Little ruby-red jewels
The pomegranate has made a comeback. Neos Kosmos shows you how to get the most out of every tiny seed
There is something about pomegranates that sparks a childlike fascination. As you gently try and flick out the seeds, concentrating hard not to bruise or pierce the fruit, you are transported back to younger years- when picking out pomegranate seeds with your tiny fingers seemed so much easier. And the reward for a perfectly picked out seed is exquisite. The taste of a pomegranate is an explosion of sweet, tangy and refreshing flavours. It's not surprising that this tiny seed, that packs so much punch, is appearing in recipes and dishes everywhere, especially in Greek cookery.
Pomegranates are a mainstay of Middle Eastern cooking, used in pilafs, as stuffing for meat or a jus on the side. But the fruit is deeply embedded in Greek culture - not only food but traditions. Historically, pomegranates were known as the "fruit of the dead" in Ancient Greek mythology and still, to this day, the connection to this myth is used in Greek traditions.
Pomegranates are used when making kolliva, which is an offering to commemorate the dead made out of boiled wheat, mixed with sugar and decorated with pomegranates. Pomegranates are often used as a sign of good luck and prosperity in Greek tradition. Silver pomegranates are given to people in the new year as a promise of good fortune. And on New Years Day, some regions of Greece celebrate new beginnings by smashing a pomegranate to denote prosperity and good will for the household and the family inside.
Nowadays, it's almost a given that you will find pomegranates used in modern Greek restaurant cooking as chefs become bolder with experimental styles. As one of the oldest fruits known to man, the pomegranate is made up of a hard outer shell, that needs to be cut. Inside are hundreds of tiny blood-red seeds filled with juice and flesh. This is the edible part of the pomegranate. The thick skin that encase the tiny seeds can't be eaten but the thin membrane surrounding the seeds can but is very bitter.
When picking a pomegranate, look for round, plump fruit that is rather heavy for its size. Because they cease to ripen after picking, you need to make sure that you've picked a fruit that will be ripe inside.
The sourness and tang of the fruit juxtaposed against the sweetness can be hard for a novice cook to use but rest assured, these little gems add visual and tasty flair. Their unique flavour can be used as a substitute for lemon, and their taste can lend itself to sweet and savoury treats.
One of the easiest ways to use the fruit is in salad. They can take a salad to a new level with each bite of the tiny fruity jewels. They go hand-in-hand with a salad made of a seed such as a burghal, quinoa or couscous. Partnered with mint or parsley too and you have a winning combo.

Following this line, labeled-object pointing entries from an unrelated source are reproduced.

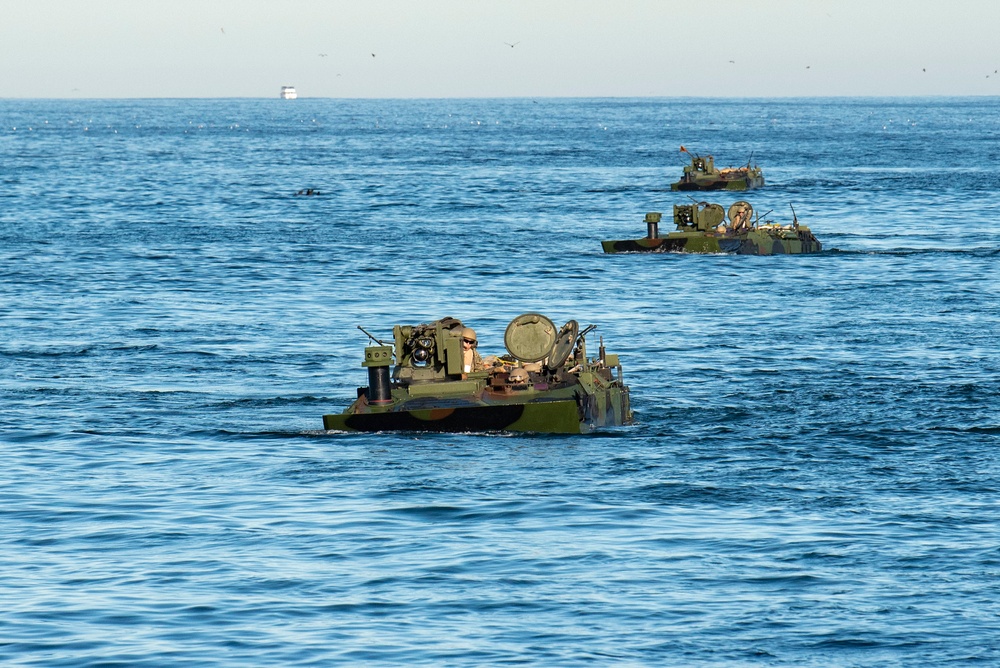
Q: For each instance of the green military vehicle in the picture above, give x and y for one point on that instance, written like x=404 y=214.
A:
x=702 y=174
x=706 y=228
x=546 y=383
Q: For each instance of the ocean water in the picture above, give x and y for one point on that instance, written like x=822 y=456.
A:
x=812 y=479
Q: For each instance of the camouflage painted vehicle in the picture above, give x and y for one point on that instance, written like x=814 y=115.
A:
x=706 y=228
x=545 y=384
x=702 y=174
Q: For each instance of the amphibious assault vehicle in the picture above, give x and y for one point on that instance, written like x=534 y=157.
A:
x=702 y=174
x=428 y=379
x=706 y=228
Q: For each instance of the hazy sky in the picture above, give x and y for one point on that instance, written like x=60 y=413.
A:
x=456 y=48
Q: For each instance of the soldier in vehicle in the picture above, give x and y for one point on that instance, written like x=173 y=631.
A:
x=471 y=361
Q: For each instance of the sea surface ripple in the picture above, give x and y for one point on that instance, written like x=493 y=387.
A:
x=812 y=479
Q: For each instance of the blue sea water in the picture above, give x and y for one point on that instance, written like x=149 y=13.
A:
x=812 y=479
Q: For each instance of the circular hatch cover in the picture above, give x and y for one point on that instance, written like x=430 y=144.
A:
x=530 y=337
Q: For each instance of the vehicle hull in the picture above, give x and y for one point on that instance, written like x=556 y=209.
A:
x=742 y=183
x=748 y=244
x=568 y=410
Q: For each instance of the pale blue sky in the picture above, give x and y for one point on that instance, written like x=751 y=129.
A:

Turkey is one protein that works well with the seeds, that's why so many of us associate the fruit with Christmas. It can be used to stuff the bird or even as a gravy or jus. And leftover Turkey with some pomegranates added make a great next day salad. Throw pomegranates over a trifle and you have yourself a perfect Christmas quick dessert.
Desserts are the food where pomegranates shine the most. Whip up a pomegranate ricotta cheesecake and you will guarantee to make any Donna Hay wannabe jealous. They are great in fruit salads and make the perfect coulis too. Make a pomegranate granita, with a splash of vodka, and have yourself an adults-only after-dinner treat.
Given that pomegranate has the reputation of a healthy wonder fruit, pomegranate juice is being drunk by the litres. Or, boil it down with some cranberry juice to make a gorgeous sauce for your lamb.